全ての認知症で16%、アルツハイマー認知症で28%のリスク上昇

 プール解析の結果、アトピー性皮膚炎における全ての認知症のハザード比(HR)は1.16(95%CI 1.10〜1.23、P<0.001)と有意な関連が示されたが、研究間での異質性が認められた(I2=54.5%、P=0.052)。同様に、アルツハイマー認知症でもHR 1.28(同1.01〜1.63、P<0.001)と有意な関連が示されたが研究間での異質性が大きかった(I2=95.8%、P<0.001)。一方、血管性認知症との間には有意な関連が認められず(同1.42、0.99〜2.04、P<0.001)、異質性が大きかった(I2=96.0、P<0.001)。なお、NOSスコア6点の1件を除外しプール解析の安定性を検証した感度分析の結果でも有意性は変わらなかった。

 さらにZhou氏らは、異質性の原因を探るため地域および研究デザインによるサブグループ解析を行った。

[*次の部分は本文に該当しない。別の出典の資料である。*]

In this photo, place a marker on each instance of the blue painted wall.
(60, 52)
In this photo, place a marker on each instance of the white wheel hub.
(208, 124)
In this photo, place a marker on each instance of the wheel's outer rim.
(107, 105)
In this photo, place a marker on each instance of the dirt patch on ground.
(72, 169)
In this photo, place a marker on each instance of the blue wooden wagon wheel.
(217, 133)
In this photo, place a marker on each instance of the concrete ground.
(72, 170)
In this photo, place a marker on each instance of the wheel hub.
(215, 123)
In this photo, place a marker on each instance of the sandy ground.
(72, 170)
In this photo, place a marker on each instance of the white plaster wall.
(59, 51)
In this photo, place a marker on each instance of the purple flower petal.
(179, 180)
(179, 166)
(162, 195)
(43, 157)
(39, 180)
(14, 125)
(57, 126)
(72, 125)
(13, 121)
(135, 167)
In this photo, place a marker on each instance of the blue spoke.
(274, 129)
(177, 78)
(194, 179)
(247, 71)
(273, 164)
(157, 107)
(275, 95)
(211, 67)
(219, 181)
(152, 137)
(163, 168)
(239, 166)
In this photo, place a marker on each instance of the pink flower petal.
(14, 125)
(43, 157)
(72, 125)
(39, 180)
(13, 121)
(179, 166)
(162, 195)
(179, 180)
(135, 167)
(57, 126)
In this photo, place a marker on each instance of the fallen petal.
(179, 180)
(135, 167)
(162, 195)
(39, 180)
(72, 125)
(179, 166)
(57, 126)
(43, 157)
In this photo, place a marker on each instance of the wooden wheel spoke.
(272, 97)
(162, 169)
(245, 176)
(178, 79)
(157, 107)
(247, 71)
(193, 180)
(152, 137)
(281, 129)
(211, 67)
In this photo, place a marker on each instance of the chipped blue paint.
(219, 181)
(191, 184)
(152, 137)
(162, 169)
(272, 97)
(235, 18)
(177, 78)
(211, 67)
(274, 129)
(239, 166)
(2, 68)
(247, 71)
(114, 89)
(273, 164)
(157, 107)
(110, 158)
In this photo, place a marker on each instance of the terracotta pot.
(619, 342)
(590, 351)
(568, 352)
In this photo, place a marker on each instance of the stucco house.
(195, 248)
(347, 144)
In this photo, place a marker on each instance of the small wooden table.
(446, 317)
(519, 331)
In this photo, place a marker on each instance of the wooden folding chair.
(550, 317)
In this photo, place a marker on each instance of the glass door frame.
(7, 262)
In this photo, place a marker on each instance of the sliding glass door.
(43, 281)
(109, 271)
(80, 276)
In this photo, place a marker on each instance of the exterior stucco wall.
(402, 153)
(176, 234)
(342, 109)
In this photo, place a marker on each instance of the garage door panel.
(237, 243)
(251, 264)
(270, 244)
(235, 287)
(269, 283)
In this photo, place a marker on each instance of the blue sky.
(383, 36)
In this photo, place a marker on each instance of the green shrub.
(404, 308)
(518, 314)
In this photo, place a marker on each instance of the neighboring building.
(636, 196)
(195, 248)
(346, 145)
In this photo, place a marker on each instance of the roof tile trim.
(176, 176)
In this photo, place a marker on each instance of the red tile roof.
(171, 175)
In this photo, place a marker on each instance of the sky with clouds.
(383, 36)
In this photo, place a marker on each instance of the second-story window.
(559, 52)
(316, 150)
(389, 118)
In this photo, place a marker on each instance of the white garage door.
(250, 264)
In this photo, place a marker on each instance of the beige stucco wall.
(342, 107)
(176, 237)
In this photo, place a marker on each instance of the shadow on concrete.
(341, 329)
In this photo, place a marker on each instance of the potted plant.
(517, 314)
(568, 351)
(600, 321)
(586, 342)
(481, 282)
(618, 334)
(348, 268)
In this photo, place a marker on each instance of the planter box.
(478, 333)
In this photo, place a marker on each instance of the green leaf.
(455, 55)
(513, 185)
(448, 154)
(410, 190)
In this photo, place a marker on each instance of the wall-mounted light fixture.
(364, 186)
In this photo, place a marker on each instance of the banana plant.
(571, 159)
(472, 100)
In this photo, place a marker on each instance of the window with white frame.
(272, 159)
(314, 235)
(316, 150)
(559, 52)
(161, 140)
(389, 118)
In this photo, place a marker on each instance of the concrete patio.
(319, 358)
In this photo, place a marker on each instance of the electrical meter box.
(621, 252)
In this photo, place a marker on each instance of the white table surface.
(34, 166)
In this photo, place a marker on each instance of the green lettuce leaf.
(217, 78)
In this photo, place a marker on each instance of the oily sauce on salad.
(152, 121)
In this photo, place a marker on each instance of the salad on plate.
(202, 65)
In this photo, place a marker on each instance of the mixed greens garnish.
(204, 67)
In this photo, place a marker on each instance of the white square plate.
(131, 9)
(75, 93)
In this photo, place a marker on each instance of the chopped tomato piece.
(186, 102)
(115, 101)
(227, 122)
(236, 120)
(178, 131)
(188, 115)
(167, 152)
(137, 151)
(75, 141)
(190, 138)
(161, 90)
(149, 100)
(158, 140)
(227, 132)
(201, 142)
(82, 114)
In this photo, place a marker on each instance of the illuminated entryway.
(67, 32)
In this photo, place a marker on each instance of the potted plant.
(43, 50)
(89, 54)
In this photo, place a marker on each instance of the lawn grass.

 地域別に見ると、アトピー性皮膚炎と全ての認知症の関連は欧州では有意だったが(HR 1.14、95%CI 1.04〜1.24、P=0.004、I2=46.5%)、アジアでは有意ではなかった。アルツハイマー認知症との関連は欧州、アジアとも有意ではなかった。血管性認知症との関連は欧州(同1.57、1.06〜2.32、P=0.0024、I2=89.2%)、アジア(同1.18、1.04〜1.34、P=0.010)とも有意だった。

 研究デザイン別に見ると、アトピー性皮膚炎と全ての認知症およびアルツハイマー認知症の関連は、前向きコホート研究ではいずれも有意だったが(全ての認知症:HR 1.18、95%CI 1.12〜1.24、P<0.001、I2=55.5%、アルツハイマー認知症:同1.41、1.04〜1.90、P=0.025、I2=97.3%)、非前向きコホート研究では有意ではなかった。血管性認知症との関連はいずれの研究デザインでも有意ではなかった。

 同氏らは「中高年のアトピー性皮膚炎が認知機能障害、特にアルツハイマー認知症および全ての認知症のリスク上昇と関連することが明らかになった」と結論するとともに、研究の限界として、対象となった研究の数が少なかったことや、組み入れられたのは英国、台湾、韓国、スウェーデンでの研究で他地域における有病率や影響を反映していない可能性があることなどを挙げた。そして、「今後の研究ではより多様かつ代表的なサンプルを含める必要がある。今回は対象となった研究のほとんどが観察研究であったため、因果関係の評価ができなかった。今後、より大きなサンプルサイズ、厳密な試験デザイン、より包括的な交絡因子の調整を行った研究が必要である」と付言している。